The Foglight for MongoDB cartridge includes a set of predefined rules summarized below. You can change default threshold values or scope them to specific settings, typically through registry variables. These rules can be copied, modified, disabled, or customized in various ways. For more information, refer to the Foglight documentation or contact Quest Software PSO.
This section covers the following rules:
Raises an alert if any warning or user asserts are raised. While assert errors are typically uncommon, if there are non-zero values for the asserts, you should check the log file for more information. In many cases, these errors are trivial, but are worth investigating.
Raises an alert if the monitored mongod or mongos server is unreachable two or more times in a row.
Alert when cluster is missing an active mongos.
Raises an alert if a collection has grown faster than usual. Collection size is compared to an historical average to determine if collection size growth/shrinkage is out of the ordinary.
Raises an alert if the monitored instance is approaching its limit of available simultaneous connections.
Alert if there are open “no timeout” cursors.
Alert if database command execution times are higher than usual.
Alert if database read lock times are higher than usual.
Alert if database write lock times are higher than usual.
Raises an alert if the average amount of time the server has spent writing data to disk is high. Background flush information only appears for instances that use the MMAPv1 storage engine.
Raises an alert if any deadlocks are encountered during lock acquisition.
Raises an alert if the combined global reader lock queue and global writer lock queue is getting long.

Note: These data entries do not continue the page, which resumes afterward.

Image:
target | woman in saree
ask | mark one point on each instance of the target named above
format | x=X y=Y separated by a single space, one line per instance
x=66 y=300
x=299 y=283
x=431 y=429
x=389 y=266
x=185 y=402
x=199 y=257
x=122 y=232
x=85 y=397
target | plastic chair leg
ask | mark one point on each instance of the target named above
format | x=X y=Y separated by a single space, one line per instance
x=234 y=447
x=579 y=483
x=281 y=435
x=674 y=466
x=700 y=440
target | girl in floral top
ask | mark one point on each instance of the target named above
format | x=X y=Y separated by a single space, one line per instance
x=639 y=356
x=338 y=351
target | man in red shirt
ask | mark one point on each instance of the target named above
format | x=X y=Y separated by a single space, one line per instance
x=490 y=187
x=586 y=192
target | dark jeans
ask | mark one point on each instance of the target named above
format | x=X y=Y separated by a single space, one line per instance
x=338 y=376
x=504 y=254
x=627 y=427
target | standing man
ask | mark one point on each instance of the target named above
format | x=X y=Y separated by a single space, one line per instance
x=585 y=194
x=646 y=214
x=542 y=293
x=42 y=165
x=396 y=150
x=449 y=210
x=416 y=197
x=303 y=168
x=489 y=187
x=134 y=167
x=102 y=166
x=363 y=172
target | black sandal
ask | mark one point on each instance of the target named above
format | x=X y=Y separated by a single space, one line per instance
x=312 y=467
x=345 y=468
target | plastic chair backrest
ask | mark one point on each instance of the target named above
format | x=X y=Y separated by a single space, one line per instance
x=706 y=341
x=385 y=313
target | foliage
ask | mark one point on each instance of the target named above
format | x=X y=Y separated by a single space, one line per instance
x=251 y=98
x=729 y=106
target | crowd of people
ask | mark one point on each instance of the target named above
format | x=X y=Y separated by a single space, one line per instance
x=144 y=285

Alert if there are any log entries matching configured agent properties patterns.
Alert if the total data size and index size on a server does not fit in physical memory. Must have the Infrastructure Cartridge enabled.
Alert if the total index size on a server does not fit in physical memory. Must have the Infrastructure Cartridge enabled.
Raises an alert if mapped memory is too large with respect to non-mapped memory, the virtual memory used by a mongod process. With journaling enabled, non-mapped memory should be at least double the value of mapped memory. Three times larger or more may indicate a memory leak.
Raises an alert if the ratio of page faults to total database operations is too high.
Raises an alert if the average execution time for profiled operations is too high. Applicable when profiling is enabled for a given database.
Alert if replica member pingMs is large.
Raises an alert if one or more members of a replica set are not running.
Raises an alert if a replica set member is unreachable two or more times in a row.
Raises an alert if the replication buffer is filling up. MongoDB buffers oplog operations from the replication sync source buffer before applying oplog entries in a batch.
Alert if a replica set has no primary.
Alert if replication on a secondary is falling behind and may not have time to replicate the oldest oplog entries before they are recycled.
Alert if the replication oplog lag on a secondary server is too long.
Alert if the replication oplog window is too small.
Alert if a member of a replica set changes state.
Alert if a slow operation time exceeds the threshold.
Raises an alert if a MongoDB server using an SSL/TLS certificate is approaching its expiration date.
Alert if the tracked dirty bytes in the WiredTiger cache is high.
Alert if the percentage of unmodified pages evicted to the total pages currently held in the WiredTiger cache is high.
Alert if the number of available WiredTiger concurrent transaction read tickets approaches zero.
Alert if the number of available WiredTiger concurrent transaction write tickets approaches zero.
Alert if there is a higher than average number of open WiredTiger cursors.
Alert if there is a higher than average number of open WiredTiger sessions.
Alert if there are any WiredTiger transaction failures due to cache overflow.